Howland describes Easy Kleen customers as any business that accumulates dirt, whether it be groceries stores or mining giants.
“Numerous industries use our product. They’re used in cleaning. They’re used to clean heavy equipment, from cars, trucks, big heavy mining equipment,” says Howland.
“They’re used in refineries, mines, aquaculture, food processing plants, farming, basically anybody that has any equipment or business usually has a pressure washer. As long as it generates some sort of dirt, which is most businesses.”
About 40 to 50 per cent of Easy Kleen’s business is through exporting internationally. Much of its global exports are to the United States, but the company also sends machines to China, Australia, Dubi, Israel, Pakistan, Peru, Mexico, Guam and Kenya.
Easy Kleen’s big customers like John Deer, Peterbilt Trucks and big mining companies order from the company direct, but its pressure washers are also available through retail distributors.
“We do a lot of private label work too. We make machines for other companies like Napa [Auto Parts],” says Howland. “We sell through Home Depot, Wal-Mart, you can buy our machine online from those companies.”
The trade conditions between Canada and the United States are up in the air with the North American Free Trade Agreement (NAFTA) being re-negotiated. But no matter the results, Howland says Easy Kleen still plans to be competitive.
“We’re always prepared for whatever could happen. You have to be in business. You have to be prepared for the sky to fall,” he says.
“NAFTA, from what I’m told, will cost three to four per cent to send our product to the U.S. That will be coming off our bottom line because we’ll have to absorb the cost to be competitive and keep our competitive edge.
“Then again, when they bring products over here to Canada, they will have to pay the same. So we’ll be more competitive in Canada.”
Though politics and international agreements can make things uncertain, Howland is very optimistic about Easy Kleen’s future overall.

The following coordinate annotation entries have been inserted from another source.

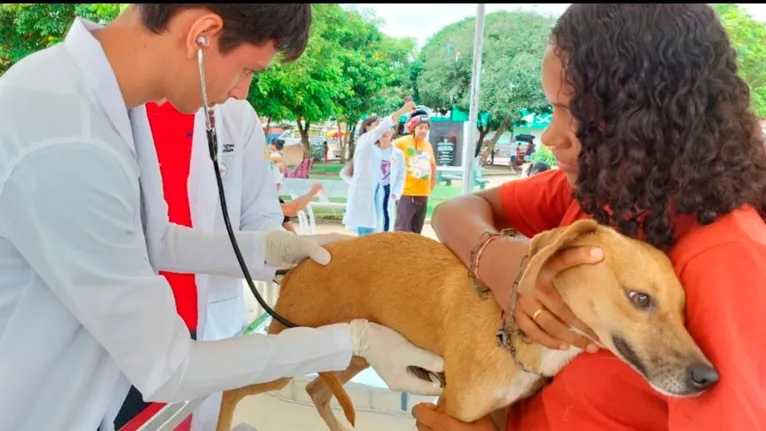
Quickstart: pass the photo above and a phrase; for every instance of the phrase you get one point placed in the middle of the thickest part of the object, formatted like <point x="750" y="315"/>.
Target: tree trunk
<point x="482" y="134"/>
<point x="341" y="143"/>
<point x="351" y="141"/>
<point x="303" y="128"/>
<point x="493" y="141"/>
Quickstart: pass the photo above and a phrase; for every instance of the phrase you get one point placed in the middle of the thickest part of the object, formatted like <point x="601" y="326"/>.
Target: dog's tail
<point x="341" y="395"/>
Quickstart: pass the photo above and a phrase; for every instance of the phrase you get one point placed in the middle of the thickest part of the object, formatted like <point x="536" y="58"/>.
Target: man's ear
<point x="545" y="244"/>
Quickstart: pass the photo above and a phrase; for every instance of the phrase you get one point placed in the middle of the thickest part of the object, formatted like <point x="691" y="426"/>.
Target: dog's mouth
<point x="671" y="373"/>
<point x="629" y="355"/>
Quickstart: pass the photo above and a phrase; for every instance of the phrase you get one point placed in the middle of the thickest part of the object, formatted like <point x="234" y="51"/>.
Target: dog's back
<point x="401" y="280"/>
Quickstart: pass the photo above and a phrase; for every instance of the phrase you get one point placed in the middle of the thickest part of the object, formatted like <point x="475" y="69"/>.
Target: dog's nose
<point x="702" y="376"/>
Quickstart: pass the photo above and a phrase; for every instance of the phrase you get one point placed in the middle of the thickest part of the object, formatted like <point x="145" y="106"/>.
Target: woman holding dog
<point x="654" y="135"/>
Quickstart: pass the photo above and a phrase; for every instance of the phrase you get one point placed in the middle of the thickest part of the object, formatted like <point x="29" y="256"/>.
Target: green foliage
<point x="543" y="154"/>
<point x="29" y="27"/>
<point x="749" y="39"/>
<point x="513" y="47"/>
<point x="348" y="70"/>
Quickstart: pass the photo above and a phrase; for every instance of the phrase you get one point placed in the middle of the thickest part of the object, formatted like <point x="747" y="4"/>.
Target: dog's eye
<point x="640" y="300"/>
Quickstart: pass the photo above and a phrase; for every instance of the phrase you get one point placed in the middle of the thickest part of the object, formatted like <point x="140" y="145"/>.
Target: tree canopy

“Our factory is here and we have the whole world to sell to. We don’t have a territory or anything that’s hindering us other than when we look in the mirror in the morning. That’s really the only hindrance we have because that’s what makes us go or stop,” he says. “If you’re a manufacturer and you’re competitive and you have a good product, you got the whole world to sell to and that’s what you should be doing.”